A little girl with unruly black hair stood next to Kellian, her arms wrapped around her little chest. “I’m cold,” she said in a blameful voice, as though anyone would care.
Down the length of the coupled sleds came the nuns, handing out new garments, while Kellian slipped the wafer into her thick hair, just above the clasp that held her braided locks close to her neck.

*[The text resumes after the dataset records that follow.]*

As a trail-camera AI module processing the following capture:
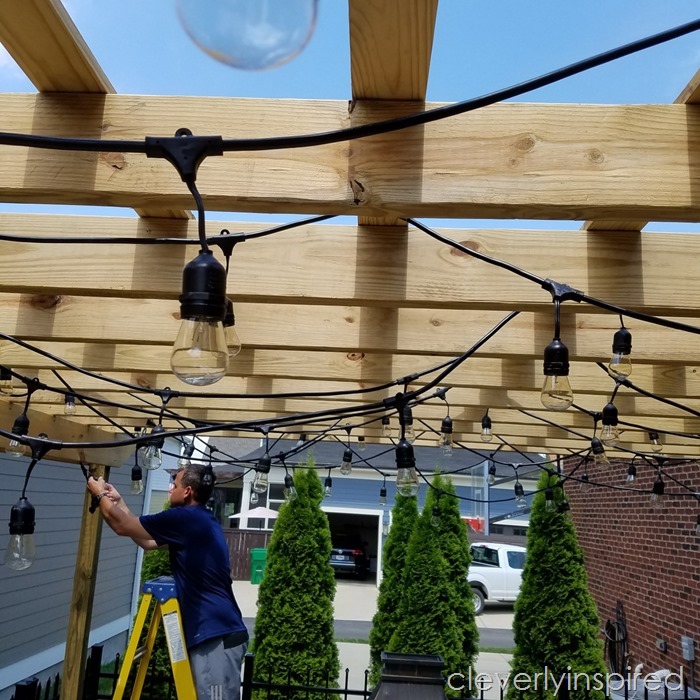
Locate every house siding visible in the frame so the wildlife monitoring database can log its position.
[0,456,143,697]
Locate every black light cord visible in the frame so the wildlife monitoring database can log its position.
[0,20,700,154]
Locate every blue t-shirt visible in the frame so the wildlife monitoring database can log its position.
[139,505,245,647]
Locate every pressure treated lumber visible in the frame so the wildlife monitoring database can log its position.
[0,95,700,221]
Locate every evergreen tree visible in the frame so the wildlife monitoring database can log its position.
[508,472,606,700]
[253,469,340,700]
[389,486,465,674]
[425,474,479,675]
[369,492,418,685]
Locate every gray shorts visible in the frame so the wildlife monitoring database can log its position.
[188,637,248,700]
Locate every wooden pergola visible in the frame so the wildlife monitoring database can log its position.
[0,0,700,697]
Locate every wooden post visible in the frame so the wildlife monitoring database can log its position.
[61,465,109,700]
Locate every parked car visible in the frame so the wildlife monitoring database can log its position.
[467,542,525,615]
[331,533,369,580]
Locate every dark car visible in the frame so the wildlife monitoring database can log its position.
[331,534,369,580]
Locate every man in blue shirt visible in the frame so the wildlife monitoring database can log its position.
[88,465,248,700]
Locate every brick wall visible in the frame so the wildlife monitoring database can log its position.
[564,459,700,688]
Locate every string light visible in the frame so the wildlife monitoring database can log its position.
[608,318,632,377]
[600,402,620,447]
[481,408,493,442]
[396,438,420,498]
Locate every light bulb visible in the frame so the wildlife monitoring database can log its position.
[481,414,493,442]
[131,465,143,495]
[224,298,246,359]
[170,249,228,386]
[170,318,228,386]
[396,467,420,498]
[63,394,75,416]
[488,464,496,486]
[600,425,620,447]
[651,475,666,509]
[649,431,664,454]
[3,496,36,571]
[540,375,574,411]
[608,326,632,377]
[177,0,318,70]
[340,449,352,476]
[0,366,15,395]
[540,338,574,411]
[438,416,453,457]
[544,486,557,513]
[282,474,297,502]
[382,416,392,438]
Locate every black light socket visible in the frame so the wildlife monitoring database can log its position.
[543,338,569,377]
[10,496,36,535]
[180,250,227,321]
[613,326,632,355]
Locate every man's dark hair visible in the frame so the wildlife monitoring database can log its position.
[181,464,216,505]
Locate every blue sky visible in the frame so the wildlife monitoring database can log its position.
[0,0,700,231]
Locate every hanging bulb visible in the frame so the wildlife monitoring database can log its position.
[403,406,416,444]
[340,448,352,476]
[7,413,29,458]
[649,430,664,454]
[177,442,194,469]
[438,416,452,457]
[224,298,246,360]
[651,474,666,508]
[283,474,297,502]
[4,496,36,571]
[131,464,143,495]
[170,250,229,386]
[544,486,557,513]
[488,462,496,486]
[608,326,632,377]
[139,423,165,470]
[481,410,493,442]
[253,454,272,493]
[396,438,420,498]
[382,416,392,438]
[540,338,574,411]
[0,366,15,395]
[177,0,318,70]
[591,438,610,467]
[63,394,75,416]
[600,402,620,447]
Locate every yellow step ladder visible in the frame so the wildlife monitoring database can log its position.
[112,576,197,700]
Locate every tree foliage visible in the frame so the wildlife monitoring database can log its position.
[424,474,479,675]
[389,478,464,673]
[508,472,606,700]
[369,493,418,685]
[253,469,340,700]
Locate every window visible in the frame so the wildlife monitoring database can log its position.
[508,552,525,569]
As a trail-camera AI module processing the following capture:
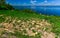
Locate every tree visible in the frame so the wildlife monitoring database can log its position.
[0,0,14,10]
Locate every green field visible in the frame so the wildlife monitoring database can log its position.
[0,10,60,38]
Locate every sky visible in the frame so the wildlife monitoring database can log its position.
[6,0,60,5]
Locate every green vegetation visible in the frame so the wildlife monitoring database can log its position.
[0,0,14,10]
[0,10,60,38]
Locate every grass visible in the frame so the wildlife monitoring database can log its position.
[0,10,60,38]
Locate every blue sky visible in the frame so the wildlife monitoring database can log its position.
[6,0,60,5]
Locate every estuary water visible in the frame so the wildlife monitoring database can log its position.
[14,6,60,16]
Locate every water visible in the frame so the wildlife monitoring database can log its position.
[14,6,60,16]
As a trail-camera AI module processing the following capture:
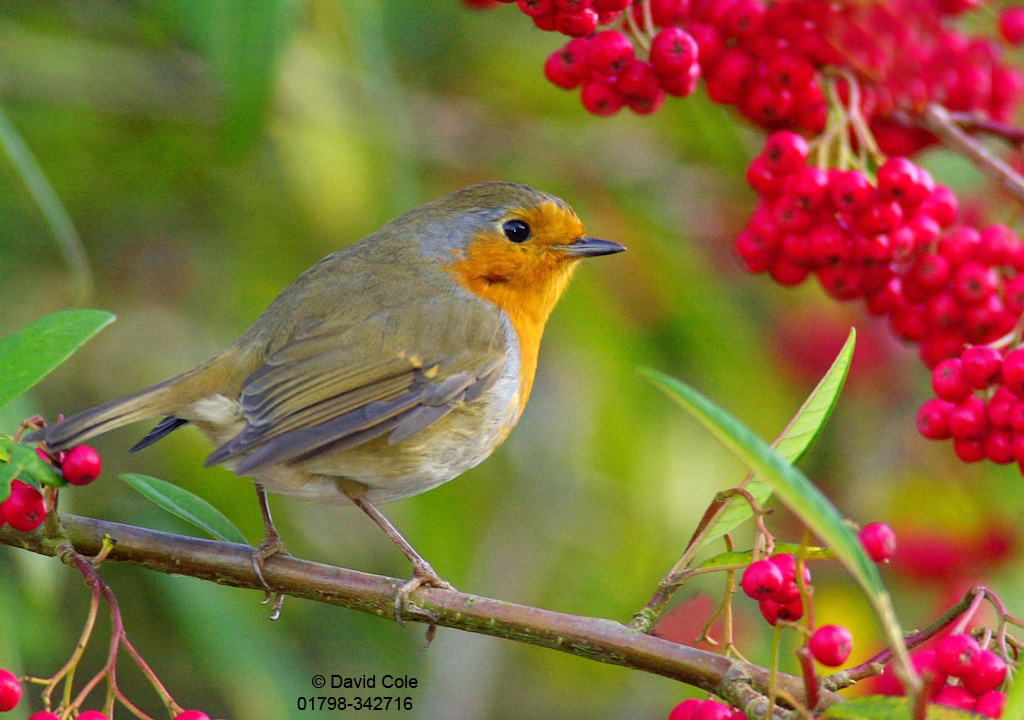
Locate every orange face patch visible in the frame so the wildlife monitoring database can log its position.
[445,202,585,411]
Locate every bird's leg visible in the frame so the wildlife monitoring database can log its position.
[352,498,455,625]
[253,482,291,620]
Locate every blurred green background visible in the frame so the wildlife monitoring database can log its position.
[0,0,1024,720]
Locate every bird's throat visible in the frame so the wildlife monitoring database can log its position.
[447,247,577,412]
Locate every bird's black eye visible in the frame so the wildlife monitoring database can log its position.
[502,220,529,243]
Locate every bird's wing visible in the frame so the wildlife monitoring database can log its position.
[207,297,505,473]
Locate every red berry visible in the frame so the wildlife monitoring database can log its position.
[544,38,589,90]
[807,625,853,668]
[974,690,1007,718]
[758,597,804,627]
[580,80,626,117]
[948,395,988,440]
[935,685,976,710]
[768,552,811,611]
[691,700,732,720]
[0,670,22,713]
[961,345,1002,390]
[587,30,633,75]
[669,697,701,720]
[962,650,1007,695]
[761,130,807,175]
[739,560,782,600]
[982,430,1014,465]
[879,158,929,207]
[858,522,896,562]
[0,479,46,533]
[988,385,1017,428]
[60,444,103,485]
[828,170,874,213]
[999,5,1024,45]
[953,262,998,304]
[935,633,981,678]
[932,357,971,403]
[649,27,697,75]
[1001,347,1024,397]
[555,7,598,38]
[517,0,555,17]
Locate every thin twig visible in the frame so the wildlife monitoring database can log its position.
[0,515,842,718]
[914,102,1024,209]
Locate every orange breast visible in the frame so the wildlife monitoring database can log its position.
[446,203,583,412]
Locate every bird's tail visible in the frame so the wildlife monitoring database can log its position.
[25,348,245,452]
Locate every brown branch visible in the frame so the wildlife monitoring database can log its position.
[0,515,842,719]
[914,102,1024,205]
[949,113,1024,145]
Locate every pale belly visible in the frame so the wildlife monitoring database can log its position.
[182,353,520,503]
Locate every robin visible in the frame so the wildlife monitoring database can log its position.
[28,182,625,618]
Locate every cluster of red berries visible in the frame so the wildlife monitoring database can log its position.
[0,446,102,533]
[544,27,700,116]
[834,0,1024,156]
[918,344,1024,468]
[0,669,210,720]
[735,130,956,303]
[739,522,896,667]
[669,697,746,720]
[739,552,811,625]
[464,0,1024,139]
[880,633,1007,718]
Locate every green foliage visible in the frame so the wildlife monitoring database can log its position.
[121,472,248,545]
[0,310,114,408]
[821,695,978,720]
[697,543,836,568]
[701,329,857,547]
[642,360,886,598]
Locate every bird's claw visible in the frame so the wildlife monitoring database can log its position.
[252,534,291,620]
[394,563,455,625]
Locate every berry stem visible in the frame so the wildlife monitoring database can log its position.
[42,586,99,710]
[914,102,1024,205]
[949,113,1024,145]
[623,8,650,50]
[951,591,985,635]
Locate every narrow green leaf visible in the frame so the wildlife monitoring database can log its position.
[641,369,909,664]
[121,472,249,545]
[0,310,114,408]
[821,695,974,720]
[700,328,857,547]
[697,543,836,567]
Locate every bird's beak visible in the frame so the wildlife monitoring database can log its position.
[557,238,626,257]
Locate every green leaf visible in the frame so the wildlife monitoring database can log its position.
[0,310,114,408]
[0,437,68,503]
[821,695,974,720]
[697,543,836,567]
[700,329,857,547]
[641,369,902,618]
[121,472,249,545]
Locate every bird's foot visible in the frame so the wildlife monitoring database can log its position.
[394,561,455,625]
[252,531,291,620]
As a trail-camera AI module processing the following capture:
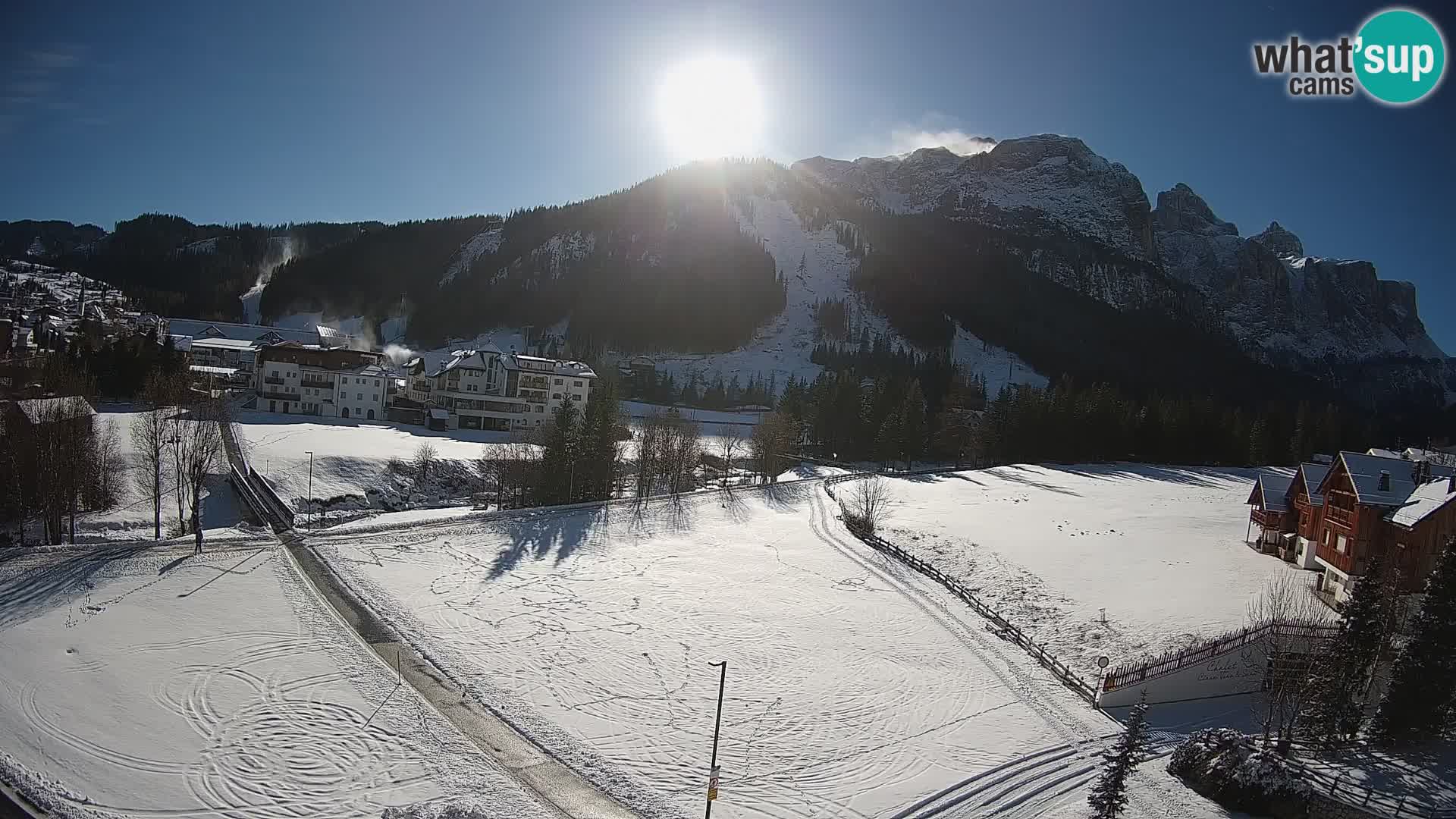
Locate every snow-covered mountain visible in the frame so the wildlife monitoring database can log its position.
[793,134,1456,402]
[793,134,1155,258]
[1153,184,1446,378]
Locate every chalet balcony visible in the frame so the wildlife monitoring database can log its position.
[1249,509,1284,529]
[1315,544,1356,574]
[1325,506,1356,529]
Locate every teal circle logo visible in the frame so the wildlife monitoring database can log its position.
[1356,9,1446,105]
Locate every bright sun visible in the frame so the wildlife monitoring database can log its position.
[657,57,763,158]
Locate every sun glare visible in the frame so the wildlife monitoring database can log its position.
[657,57,763,158]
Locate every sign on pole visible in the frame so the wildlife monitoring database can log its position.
[708,765,718,802]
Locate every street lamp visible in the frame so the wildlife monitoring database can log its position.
[304,449,313,529]
[703,661,728,819]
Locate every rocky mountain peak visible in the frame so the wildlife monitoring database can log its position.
[1153,182,1239,236]
[1249,221,1304,258]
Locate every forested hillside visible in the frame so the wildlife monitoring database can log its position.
[46,214,381,321]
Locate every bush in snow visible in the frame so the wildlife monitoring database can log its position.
[1168,729,1312,819]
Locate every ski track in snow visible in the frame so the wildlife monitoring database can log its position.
[0,547,548,819]
[312,484,1217,817]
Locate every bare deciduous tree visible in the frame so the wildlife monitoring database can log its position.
[839,475,899,535]
[410,441,438,485]
[174,398,230,552]
[748,413,796,484]
[1247,573,1329,743]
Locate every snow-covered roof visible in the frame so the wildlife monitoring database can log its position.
[500,353,597,379]
[1245,472,1294,512]
[188,364,237,376]
[1320,452,1451,506]
[1385,478,1456,529]
[14,395,96,424]
[188,337,258,350]
[166,319,318,344]
[1299,460,1329,506]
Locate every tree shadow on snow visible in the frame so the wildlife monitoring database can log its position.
[488,507,607,580]
[0,544,153,628]
[997,466,1082,497]
[1037,463,1257,488]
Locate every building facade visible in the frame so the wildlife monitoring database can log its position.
[253,341,391,421]
[1315,452,1456,604]
[394,345,597,431]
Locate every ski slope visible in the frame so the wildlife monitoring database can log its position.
[310,481,1222,817]
[883,463,1313,682]
[0,541,549,819]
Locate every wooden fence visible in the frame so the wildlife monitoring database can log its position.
[1102,623,1337,691]
[824,466,1097,704]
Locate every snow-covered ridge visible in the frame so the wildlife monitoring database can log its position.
[1153,184,1445,362]
[793,134,1152,258]
[440,224,505,287]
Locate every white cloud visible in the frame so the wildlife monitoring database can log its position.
[885,125,996,156]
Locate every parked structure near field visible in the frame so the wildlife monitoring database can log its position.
[256,341,391,421]
[393,345,597,431]
[1247,450,1456,605]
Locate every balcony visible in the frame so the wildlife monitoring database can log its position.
[1249,509,1284,529]
[1315,544,1356,574]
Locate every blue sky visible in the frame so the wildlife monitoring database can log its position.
[0,0,1456,353]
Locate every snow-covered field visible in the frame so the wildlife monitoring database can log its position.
[237,413,510,512]
[883,463,1313,682]
[310,482,1222,817]
[0,541,548,819]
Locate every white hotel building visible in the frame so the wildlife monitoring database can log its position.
[255,341,391,421]
[394,345,597,431]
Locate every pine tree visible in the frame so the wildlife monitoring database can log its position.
[900,379,926,468]
[1372,536,1456,745]
[1304,552,1395,739]
[1087,694,1147,819]
[541,400,578,506]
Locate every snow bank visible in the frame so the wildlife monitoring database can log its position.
[312,484,1111,817]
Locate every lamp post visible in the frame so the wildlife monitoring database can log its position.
[304,449,313,529]
[703,661,728,819]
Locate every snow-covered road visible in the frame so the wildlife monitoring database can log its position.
[0,542,551,819]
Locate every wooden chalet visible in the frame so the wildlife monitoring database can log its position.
[1245,472,1293,554]
[1280,456,1329,568]
[1312,452,1456,604]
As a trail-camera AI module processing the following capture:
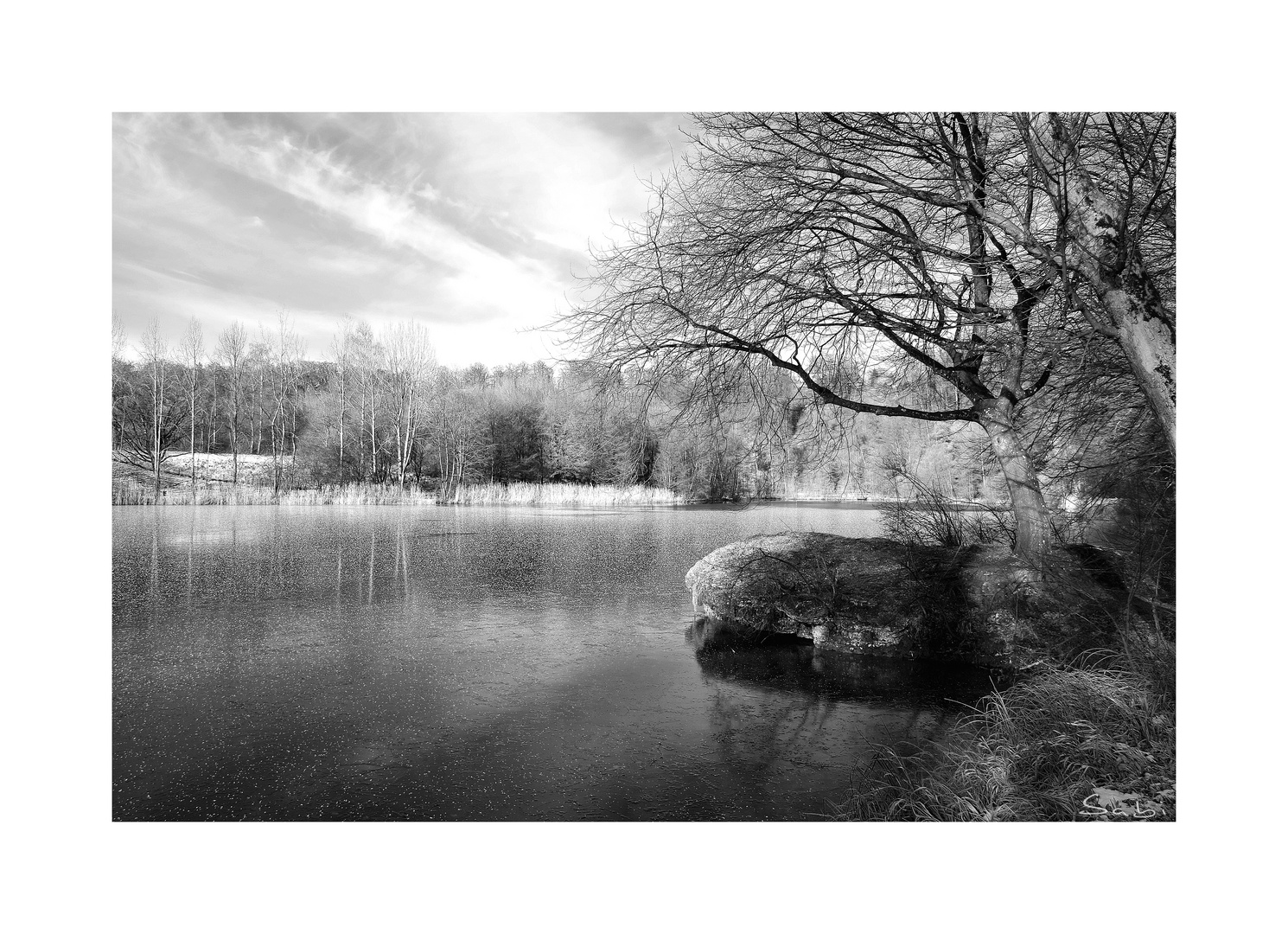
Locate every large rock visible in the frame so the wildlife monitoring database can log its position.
[684,532,1027,668]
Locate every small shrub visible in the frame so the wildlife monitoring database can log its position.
[836,666,1176,821]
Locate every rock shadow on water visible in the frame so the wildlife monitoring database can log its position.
[685,620,1006,708]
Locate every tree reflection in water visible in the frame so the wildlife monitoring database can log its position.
[686,620,991,793]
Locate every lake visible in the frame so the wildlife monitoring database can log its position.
[112,503,989,821]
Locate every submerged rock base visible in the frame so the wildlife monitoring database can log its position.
[684,532,1031,669]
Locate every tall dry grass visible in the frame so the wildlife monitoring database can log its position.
[112,478,681,506]
[838,666,1176,821]
[112,481,436,506]
[443,483,683,506]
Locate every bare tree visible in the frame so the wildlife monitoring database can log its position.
[381,321,436,487]
[266,310,304,494]
[216,321,246,483]
[331,318,353,470]
[1004,113,1176,456]
[179,316,205,487]
[113,318,183,501]
[567,113,1064,561]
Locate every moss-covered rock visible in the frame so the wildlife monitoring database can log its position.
[685,532,1031,668]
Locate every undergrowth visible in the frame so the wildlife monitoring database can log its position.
[836,663,1176,821]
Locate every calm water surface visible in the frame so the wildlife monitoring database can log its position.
[112,505,989,821]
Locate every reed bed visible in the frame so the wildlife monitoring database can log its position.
[836,666,1176,821]
[442,483,684,506]
[112,478,681,506]
[112,481,436,506]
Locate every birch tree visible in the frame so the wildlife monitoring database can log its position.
[216,321,246,484]
[179,316,205,487]
[381,321,437,487]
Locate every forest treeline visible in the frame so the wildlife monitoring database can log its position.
[112,314,1025,501]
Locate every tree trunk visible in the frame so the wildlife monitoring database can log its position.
[1033,113,1176,455]
[975,400,1051,571]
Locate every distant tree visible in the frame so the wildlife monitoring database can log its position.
[179,316,205,495]
[381,321,437,486]
[216,321,247,483]
[567,113,1081,561]
[113,318,184,500]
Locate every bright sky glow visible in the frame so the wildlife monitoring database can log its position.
[112,113,686,366]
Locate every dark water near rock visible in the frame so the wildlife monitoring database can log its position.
[112,505,989,821]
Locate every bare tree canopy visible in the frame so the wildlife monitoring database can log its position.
[564,113,1175,555]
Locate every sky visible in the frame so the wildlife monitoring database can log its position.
[112,113,688,366]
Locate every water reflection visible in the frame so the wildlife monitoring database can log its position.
[112,506,994,819]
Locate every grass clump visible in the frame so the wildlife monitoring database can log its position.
[838,665,1176,821]
[443,483,683,506]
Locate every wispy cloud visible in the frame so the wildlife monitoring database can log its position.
[113,115,680,362]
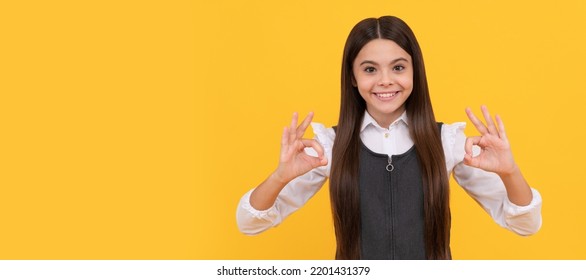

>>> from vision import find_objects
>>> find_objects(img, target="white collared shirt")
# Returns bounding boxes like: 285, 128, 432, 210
360, 112, 413, 156
236, 112, 542, 235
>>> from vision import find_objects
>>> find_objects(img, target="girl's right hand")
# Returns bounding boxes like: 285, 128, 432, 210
274, 112, 328, 184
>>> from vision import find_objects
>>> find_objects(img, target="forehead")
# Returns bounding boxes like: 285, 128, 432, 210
354, 39, 411, 64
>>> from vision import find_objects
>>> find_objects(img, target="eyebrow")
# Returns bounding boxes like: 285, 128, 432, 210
360, 57, 409, 65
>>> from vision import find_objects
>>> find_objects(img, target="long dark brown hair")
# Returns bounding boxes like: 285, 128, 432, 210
330, 16, 451, 259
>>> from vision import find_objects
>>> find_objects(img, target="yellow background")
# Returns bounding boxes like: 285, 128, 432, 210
0, 0, 586, 259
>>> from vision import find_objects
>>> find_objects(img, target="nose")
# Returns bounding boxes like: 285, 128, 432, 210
378, 71, 394, 87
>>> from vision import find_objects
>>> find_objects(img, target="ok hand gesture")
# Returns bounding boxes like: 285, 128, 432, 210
464, 106, 517, 176
274, 113, 328, 183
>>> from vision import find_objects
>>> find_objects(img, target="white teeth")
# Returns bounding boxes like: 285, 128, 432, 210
375, 91, 399, 98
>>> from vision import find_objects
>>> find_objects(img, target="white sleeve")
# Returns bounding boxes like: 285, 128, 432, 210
236, 123, 335, 235
442, 123, 542, 236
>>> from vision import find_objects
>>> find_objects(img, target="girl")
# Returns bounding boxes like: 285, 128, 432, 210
237, 16, 541, 259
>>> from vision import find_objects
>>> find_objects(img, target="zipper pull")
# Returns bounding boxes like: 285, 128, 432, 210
387, 156, 395, 172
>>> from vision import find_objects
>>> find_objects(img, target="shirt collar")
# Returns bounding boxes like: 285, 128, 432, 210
360, 110, 409, 132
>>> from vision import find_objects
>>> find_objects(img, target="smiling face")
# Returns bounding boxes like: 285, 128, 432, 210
352, 39, 413, 127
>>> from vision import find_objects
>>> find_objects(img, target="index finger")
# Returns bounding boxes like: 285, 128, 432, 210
466, 107, 488, 134
297, 112, 313, 138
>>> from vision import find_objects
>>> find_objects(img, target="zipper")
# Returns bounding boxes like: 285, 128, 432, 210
387, 156, 395, 172
387, 156, 395, 260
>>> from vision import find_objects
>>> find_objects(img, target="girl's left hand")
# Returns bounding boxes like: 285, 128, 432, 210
464, 106, 517, 176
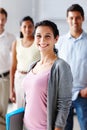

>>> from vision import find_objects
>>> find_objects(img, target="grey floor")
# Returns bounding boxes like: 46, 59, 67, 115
8, 104, 80, 130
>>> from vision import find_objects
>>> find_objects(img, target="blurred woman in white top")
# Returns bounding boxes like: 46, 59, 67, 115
10, 16, 40, 108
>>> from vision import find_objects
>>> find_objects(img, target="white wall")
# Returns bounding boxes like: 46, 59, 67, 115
0, 0, 33, 35
0, 0, 87, 35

All eyes were on the nuns’ castle. Built from stone quarried deep below Ice, they said the place took one hundred years to build. Each stone was perfect, placed by the brothers who served the nuns. In the center of the edifice, massive twin pillars framed a doorway large enough for a giant to pass through. The rest of the nunnery spread out into two wings, with slick black walls slanting toward crowning parapets. Slits of windows squinted at her. Apparently the nuns didn’t look out much.
They called this the Keep, or sometimes, the Zoft, after the gigantic uplift of Ice called the Zoftian Rise, against which the Keep huddled. It was said that long ago an earthquake erupted on the barrens, creating this great escarpment. Along the massive vertical fractures of the rise leaked stains of light. Ice sometimes spoke to the nuns, so the legend went, and so it looked, with colors flickering like lightning strikes.
The lesson of this stop on their journey was clear. In front of these adamantine walls you were a suppliant; you were nothing. It seemed an ominous beginning for her great adventure.
She looked up at the sky, searching for a telltale gleam of the great ship. The vessel was cloaked in dazzling blue sky. But Kellian knew it was there. She had met the lady of the star ship. What knowledge did the sisters command, she wondered, and what more did the ship know? So despite the cold wind sweeping over the land, despite the forbidding aspect of the Zoft, Kellian could barely contain her excitement.